Hadis ini menunjukkan bahwa hukum-hukum nan bertindak dalam salat pada dasarnya juga bertindak dalam tawaf, terutama dalam perihal kesucian. Sebagaimana salat tidak sah tanpa wudu, demikian pula tawaf pada asalnya menuntut keadaan suci.
Hal ini dikuatkan oleh riwayat Aisyah RA ketika Ummul Mukminin mengalami menstruasi saat menunaikan ibadah haji berbareng Rasulullah SAW. Saat Aisyah RA mengungkapkan perihal itu kepada Rasulullah SAW, Beliau bersabda:
عَنْ مُحَمَّدِ بْنِ عَبْدِ الرَّحْمَنِ بْنِ نَوْفَلٍ أَنَّهُ سَأَلَ عُرْوَةَ بْنَ الزُّبَيْرِ فَقَالَ: مَا أَوَّلُ شَيْءٍ بَدَأَ بِهِ النَّبِيُw صَلَّى اللَّهُ عَلَيْهِ وَسَلَّمَ حِينَ قَدِمَ؟ فَقَالَ عُرْوَةُ: سَأَلَتْنِي عَائِشَةُ رَضِيَ اللَّهُ عَنْهَا أَنَّ أَوَّلُ شَيْءٍ بَدَأَ بِهِ حِينَ قَدِمَ النَّبِيُّ صَلَّى اللَّهُ عَلَيْهِ وَسَلَّمَ أَنَّهُ تَوَضَّأَ ثُمَّ طَافَ بِالْبَيْتِ (رواه البخاري ومسلم)

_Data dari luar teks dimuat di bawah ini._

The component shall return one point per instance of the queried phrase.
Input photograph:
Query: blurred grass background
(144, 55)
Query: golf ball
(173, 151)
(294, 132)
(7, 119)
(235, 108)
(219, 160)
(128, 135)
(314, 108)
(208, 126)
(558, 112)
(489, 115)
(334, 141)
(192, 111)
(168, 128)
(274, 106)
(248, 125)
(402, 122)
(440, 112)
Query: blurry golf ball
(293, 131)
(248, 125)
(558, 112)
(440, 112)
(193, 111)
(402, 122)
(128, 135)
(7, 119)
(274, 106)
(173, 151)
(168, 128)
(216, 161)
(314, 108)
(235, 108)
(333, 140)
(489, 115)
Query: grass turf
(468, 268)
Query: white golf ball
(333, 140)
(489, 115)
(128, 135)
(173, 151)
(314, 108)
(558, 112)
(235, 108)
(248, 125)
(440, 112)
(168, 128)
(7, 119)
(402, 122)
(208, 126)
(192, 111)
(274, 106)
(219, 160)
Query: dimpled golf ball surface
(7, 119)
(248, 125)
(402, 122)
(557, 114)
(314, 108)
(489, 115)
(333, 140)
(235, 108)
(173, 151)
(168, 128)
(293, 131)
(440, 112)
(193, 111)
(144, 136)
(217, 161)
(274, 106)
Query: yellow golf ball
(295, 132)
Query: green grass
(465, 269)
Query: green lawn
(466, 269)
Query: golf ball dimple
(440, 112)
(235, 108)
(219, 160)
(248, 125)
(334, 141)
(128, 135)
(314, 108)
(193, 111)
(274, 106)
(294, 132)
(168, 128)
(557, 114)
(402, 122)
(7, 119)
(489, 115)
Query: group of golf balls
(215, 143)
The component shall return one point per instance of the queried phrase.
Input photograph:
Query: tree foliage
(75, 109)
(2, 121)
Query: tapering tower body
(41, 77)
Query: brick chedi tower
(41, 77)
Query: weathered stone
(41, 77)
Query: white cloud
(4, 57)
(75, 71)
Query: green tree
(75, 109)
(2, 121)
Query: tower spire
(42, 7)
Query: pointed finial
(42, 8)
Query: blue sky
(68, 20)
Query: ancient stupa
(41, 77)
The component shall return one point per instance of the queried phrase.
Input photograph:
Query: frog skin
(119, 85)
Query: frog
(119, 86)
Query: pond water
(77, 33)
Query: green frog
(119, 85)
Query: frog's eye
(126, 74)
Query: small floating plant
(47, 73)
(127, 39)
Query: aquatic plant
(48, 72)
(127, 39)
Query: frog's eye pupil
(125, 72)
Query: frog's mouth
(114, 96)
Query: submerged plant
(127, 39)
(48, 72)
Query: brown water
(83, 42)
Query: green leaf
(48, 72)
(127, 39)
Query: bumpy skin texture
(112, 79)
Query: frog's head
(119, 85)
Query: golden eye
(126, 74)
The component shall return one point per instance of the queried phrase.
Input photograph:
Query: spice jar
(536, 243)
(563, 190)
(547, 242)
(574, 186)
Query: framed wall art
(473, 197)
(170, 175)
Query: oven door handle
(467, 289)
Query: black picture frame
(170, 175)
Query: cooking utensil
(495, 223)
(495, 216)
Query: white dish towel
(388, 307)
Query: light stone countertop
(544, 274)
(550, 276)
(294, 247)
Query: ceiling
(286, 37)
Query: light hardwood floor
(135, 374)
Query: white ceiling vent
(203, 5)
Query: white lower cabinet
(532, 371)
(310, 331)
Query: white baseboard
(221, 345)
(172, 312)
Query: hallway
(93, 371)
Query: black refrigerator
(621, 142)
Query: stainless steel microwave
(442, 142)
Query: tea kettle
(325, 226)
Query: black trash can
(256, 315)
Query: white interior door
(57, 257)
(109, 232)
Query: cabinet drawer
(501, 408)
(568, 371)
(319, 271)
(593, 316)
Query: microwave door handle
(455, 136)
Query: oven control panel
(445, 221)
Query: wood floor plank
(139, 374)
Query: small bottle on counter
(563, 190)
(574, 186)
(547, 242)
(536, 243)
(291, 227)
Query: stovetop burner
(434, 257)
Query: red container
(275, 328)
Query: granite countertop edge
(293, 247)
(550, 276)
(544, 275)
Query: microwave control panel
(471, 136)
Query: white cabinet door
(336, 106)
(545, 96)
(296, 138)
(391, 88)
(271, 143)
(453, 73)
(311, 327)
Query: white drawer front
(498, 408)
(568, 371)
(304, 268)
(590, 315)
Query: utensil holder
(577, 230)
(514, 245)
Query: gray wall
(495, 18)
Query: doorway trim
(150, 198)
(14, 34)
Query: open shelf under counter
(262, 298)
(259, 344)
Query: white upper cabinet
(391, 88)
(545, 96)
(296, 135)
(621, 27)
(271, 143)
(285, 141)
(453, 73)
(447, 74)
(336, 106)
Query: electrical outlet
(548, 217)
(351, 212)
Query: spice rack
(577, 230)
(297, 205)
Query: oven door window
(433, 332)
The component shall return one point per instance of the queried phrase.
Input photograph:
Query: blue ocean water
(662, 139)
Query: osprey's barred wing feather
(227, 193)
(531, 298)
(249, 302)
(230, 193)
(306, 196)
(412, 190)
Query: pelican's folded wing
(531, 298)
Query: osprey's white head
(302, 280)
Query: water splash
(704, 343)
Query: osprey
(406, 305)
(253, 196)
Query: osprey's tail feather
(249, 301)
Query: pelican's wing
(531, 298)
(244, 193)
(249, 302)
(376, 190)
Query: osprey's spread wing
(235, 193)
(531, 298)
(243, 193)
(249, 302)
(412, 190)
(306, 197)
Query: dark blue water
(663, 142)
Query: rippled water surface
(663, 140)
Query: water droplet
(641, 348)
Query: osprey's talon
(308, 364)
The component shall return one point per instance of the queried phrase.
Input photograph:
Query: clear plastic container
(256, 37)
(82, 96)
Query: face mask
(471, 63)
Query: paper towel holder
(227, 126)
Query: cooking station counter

Artinya: Dari Muhammad bin ‘Abdurrahman bin Naufal, bahwa dia bertanya kepada ‘Urwah bin az-Zubair, “Apakah perihal pertama nan dilakukan Nabi SAW ketika beliau tiba (di Makkah)?” Maka ‘Urwah menjawab, “‘Aisyah RA pernah menceritakan kepadaku bahwa perihal pertama nan dilakukan Nabi SAW ketika beliau tiba adalah beliau berwudu, kemudian melakukan tawaf di Baitullah (Ka’bah).” (HR Al-Bukhari dan Muslim).
Riwayat ini menunjukkan bahwa Nabi SAW memulai tawaf dengan bersuci terlebih dahulu, sehingga menjadi petunjuk krusial bahwa wudu merupakan bagian nan sangat ditekankan dalam tawaf.